Why are we reviewing the policy development process?

  • YUSU is growing and changing all the time and we want to continually reflect on and adapt the way in which you, our members, can participate in decision-making and shaping the priorities of your union.
  • We know our democratic activities need to reach a wider range of students and be easier to navigate. We know we have to be responsive to your needs and ideas, but also provide a space for you to debate and take action on the big issues at the UoY and in the world beyond.
  • We want to shake up our policy process so that it better enables you to drive change for students and learn more about key issues in York and beyond.

What has happened so far?

  • We appointed an independent consultant to conduct a review of our Policy Process, including the composition and role of the Policy Review Group.
  • They ran focus groups with a range of students, including: College Presidents and Chairs; YUSU Full-time Officers, YUSU Part-time Officers, Student Trustees; members of the current Policy Review Group (PRG); and students who told us they were “unengaged” with YUSU’s democratic activities.
  • The consultant's findings have been condensed down to five big ideas which we now want your views on.
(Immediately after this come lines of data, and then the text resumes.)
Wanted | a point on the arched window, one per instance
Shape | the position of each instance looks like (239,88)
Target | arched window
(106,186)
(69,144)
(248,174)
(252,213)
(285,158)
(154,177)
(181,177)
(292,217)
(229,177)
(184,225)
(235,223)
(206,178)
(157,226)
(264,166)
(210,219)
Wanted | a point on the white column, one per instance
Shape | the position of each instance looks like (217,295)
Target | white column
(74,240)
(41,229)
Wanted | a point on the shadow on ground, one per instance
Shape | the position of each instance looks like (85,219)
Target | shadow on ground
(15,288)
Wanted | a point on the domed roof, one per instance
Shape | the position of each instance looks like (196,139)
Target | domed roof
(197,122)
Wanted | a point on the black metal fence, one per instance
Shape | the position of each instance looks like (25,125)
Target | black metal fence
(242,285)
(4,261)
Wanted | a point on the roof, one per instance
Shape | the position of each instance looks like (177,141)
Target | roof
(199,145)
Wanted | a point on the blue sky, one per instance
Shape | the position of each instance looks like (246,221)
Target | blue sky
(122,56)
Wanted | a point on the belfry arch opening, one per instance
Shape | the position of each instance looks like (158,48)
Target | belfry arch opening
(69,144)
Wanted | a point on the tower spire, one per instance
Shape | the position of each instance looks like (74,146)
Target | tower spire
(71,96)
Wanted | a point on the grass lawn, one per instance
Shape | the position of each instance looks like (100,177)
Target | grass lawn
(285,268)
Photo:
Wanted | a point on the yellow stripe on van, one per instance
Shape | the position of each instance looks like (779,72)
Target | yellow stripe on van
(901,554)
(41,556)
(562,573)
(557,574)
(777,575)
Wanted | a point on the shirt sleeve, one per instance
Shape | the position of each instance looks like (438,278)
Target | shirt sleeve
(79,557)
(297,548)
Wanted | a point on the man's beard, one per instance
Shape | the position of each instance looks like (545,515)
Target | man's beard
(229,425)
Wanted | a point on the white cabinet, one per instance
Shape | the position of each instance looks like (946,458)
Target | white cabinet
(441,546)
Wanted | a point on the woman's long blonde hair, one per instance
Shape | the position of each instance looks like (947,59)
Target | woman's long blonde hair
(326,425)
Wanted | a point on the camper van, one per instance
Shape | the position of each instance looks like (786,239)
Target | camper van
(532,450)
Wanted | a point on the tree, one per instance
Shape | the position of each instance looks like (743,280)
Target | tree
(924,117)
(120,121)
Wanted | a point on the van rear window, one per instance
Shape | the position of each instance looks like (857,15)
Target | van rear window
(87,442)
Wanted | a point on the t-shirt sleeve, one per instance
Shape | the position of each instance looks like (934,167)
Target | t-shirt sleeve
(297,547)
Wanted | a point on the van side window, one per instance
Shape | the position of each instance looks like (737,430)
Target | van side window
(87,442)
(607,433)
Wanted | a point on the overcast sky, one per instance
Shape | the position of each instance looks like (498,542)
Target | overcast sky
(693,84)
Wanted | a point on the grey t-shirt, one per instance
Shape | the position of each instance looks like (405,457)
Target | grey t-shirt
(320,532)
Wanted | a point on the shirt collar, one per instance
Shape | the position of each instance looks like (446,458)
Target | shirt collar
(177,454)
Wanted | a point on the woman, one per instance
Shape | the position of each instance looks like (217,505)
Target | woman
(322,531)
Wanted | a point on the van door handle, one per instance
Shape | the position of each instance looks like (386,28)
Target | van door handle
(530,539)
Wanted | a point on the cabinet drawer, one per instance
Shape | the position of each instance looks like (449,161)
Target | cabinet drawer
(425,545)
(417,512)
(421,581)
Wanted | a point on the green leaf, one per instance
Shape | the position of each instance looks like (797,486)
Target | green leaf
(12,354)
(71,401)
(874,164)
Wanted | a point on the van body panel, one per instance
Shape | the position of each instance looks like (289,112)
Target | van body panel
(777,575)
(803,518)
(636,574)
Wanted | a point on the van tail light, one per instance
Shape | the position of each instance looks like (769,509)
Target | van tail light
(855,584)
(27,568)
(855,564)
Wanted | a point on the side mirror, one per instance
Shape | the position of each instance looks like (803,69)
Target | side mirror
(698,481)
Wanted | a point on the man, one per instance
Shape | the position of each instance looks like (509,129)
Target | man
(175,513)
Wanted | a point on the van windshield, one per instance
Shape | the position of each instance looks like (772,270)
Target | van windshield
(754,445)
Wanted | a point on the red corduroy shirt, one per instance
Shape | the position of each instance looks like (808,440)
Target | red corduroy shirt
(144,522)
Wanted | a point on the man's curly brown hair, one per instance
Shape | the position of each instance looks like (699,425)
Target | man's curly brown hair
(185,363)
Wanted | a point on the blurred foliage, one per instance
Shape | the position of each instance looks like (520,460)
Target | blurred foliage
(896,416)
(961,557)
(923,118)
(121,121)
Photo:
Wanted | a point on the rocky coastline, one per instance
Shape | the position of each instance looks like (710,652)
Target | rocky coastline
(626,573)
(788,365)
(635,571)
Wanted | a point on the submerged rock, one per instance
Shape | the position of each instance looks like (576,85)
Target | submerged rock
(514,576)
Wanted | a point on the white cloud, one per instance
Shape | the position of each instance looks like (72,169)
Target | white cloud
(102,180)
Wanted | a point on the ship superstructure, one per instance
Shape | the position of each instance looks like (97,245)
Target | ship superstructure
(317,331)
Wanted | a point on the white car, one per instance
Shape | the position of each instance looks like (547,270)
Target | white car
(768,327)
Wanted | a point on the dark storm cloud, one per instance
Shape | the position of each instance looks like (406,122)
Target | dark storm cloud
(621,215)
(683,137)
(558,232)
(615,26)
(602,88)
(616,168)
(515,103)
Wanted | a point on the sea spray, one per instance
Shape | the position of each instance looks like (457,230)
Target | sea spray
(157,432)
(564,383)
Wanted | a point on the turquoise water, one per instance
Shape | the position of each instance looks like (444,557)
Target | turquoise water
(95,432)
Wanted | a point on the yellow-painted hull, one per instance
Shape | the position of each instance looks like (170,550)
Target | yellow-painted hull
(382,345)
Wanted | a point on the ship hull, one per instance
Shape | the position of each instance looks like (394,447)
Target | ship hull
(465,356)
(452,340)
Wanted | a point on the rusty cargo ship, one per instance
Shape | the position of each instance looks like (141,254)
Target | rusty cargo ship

What did the consultation find?

Students identified some strengths in the current system:
  • Officers play a formal role in policy consultation and are responsive to feedback.
  • There is a culture of informal policy development and staff can work well with students to support the development of ideas.
  • Students are submitting policies and it is for anyone.
Students also identified weaknesses:
  • Communication about policy across YUSU - how it is developed and what happens when policy is passed. Students wanted clear communication about how policy is translated into actions.
  • The lack of a role for Colleges in YUSU decision-making.
  • Transparency - there is no perceived accountability in relation to the Policy Coordinator and Policy Review Group. There is also suspicion about the role of staff in decision-making.
  • The development process is limited, there is not enough scope for debate and change and the process is not representative of the wider student body. Students also identified that the current policy process is divorced from what students want and needs to separate different areas of interest - e.g. internal vs external issues.
  • A sense that policy is individually rather than collectively driven.

We concluded that the principles of the new system should be:

  • We want students to be able to shape the priorities and direction of YUSU in multiple ways.
  • We want students to have the opportunity to participate meaningfully and as partners in policy development. This means focussing on how we develop effective and evidence-based policy, rather than just the process of passing or rejections of ideas.
  • We want policy development to be deliberative, giving students the opportunity to debate ideas and identify options and solutions to key questions and problems.
  • We need to have the appropriate checks and balances in place to manage risk.